# M2F Supplementary Material for AI4Math 2026

This archive contains the anonymous supplementary material for the workshop submission
`M2F: Automated Formalization of Mathematical Literature at Scale`.

## Contents

- `M2F_results/`: released generated Lean workspace. It contains the buildable Lean projects, pinned Lean toolchain file, `lakefile.lean`, and `lake-manifest.json`.
- `mathdoc-parser-main/`: document-to-item parser used before statement compilation. It converts source documents into structured JSON-style items consumed by the statement pipeline.
- `codex_agent_bookformalization/`: anonymized orchestration code, prompt templates, agent configurations, verifier wrappers, and pipeline scripts for statement compilation and proof repair.
- `BUILD_REPORT.md`: pinned-environment and artifact-status summary.

## Scope

The generated Lean workspace is intended for artifact inspection and build-status verification under the pinned Lean/`mathlib` environment. Re-running the full raw-source-to-Lean pipeline requires external source documents, model credentials, and access to comparable model services.

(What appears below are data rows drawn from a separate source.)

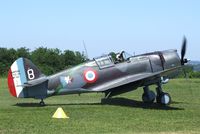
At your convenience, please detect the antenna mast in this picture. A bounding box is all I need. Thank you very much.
[83,40,89,60]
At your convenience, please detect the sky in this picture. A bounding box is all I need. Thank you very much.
[0,0,199,60]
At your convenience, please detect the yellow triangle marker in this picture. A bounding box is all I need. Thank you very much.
[52,107,69,119]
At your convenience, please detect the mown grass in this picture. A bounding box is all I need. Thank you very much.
[0,78,200,134]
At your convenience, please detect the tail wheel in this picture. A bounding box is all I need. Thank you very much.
[142,90,156,104]
[156,92,171,105]
[39,99,46,106]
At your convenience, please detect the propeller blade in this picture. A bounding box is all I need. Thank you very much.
[181,37,187,65]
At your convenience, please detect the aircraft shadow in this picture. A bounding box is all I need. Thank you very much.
[14,103,46,107]
[14,102,101,107]
[101,97,184,110]
[14,97,184,110]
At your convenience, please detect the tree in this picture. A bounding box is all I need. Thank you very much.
[74,51,86,65]
[0,48,17,76]
[62,50,77,68]
[16,47,30,59]
[31,47,63,75]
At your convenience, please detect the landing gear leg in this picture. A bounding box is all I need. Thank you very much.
[105,91,112,99]
[142,86,156,104]
[156,80,171,105]
[39,99,45,106]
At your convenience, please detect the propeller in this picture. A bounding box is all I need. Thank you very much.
[180,37,190,79]
[181,37,189,65]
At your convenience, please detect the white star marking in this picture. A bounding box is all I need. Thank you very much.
[64,76,72,84]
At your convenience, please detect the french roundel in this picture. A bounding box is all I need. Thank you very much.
[84,68,98,83]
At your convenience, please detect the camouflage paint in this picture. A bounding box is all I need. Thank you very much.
[7,49,182,99]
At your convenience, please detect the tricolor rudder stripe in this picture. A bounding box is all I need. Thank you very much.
[7,58,27,98]
[7,69,17,97]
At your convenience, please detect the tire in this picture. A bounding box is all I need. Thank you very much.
[39,101,45,106]
[142,91,156,104]
[156,92,171,105]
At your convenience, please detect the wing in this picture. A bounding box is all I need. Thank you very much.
[90,66,181,92]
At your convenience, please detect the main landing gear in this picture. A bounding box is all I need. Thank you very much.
[142,81,171,105]
[39,99,46,106]
[155,82,171,105]
[142,86,156,103]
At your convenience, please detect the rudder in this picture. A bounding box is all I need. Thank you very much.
[7,58,45,98]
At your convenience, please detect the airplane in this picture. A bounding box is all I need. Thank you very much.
[7,38,188,106]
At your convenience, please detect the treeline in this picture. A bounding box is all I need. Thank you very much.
[178,65,200,78]
[0,47,86,76]
[1,47,200,78]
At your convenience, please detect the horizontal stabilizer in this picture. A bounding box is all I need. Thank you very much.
[22,77,48,87]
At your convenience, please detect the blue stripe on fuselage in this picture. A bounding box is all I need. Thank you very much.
[17,58,27,84]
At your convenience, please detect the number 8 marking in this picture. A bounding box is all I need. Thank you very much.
[27,68,35,80]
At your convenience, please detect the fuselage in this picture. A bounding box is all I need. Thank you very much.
[46,49,181,97]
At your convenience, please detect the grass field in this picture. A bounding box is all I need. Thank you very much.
[0,78,200,134]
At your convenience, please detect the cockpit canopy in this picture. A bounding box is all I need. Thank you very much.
[94,55,114,69]
[94,51,133,69]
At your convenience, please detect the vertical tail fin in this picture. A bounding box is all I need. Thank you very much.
[7,58,45,98]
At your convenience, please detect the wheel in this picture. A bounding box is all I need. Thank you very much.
[142,90,156,104]
[39,101,45,106]
[156,92,171,105]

Those inputs are not included in this anonymous supplementary archive.

## Size Summary

- Total archive folder: about 20 MB.
- Generated Lean workspace: about 19 MB.
- Parser code: about 308 KB.
- Orchestration code and prompts: about 1.3 MB.
- Files: 718 total, including 591 Lean source files in `M2F_results/`.

## Anonymization Notes

The archive excludes repository metadata, local build products, `.lake` folders, Python bytecode caches, raw logs, local source PDFs/LaTeX files, credentials, and user-specific paths. The generated Lean workspace and code are provided as anonymous artifacts for review.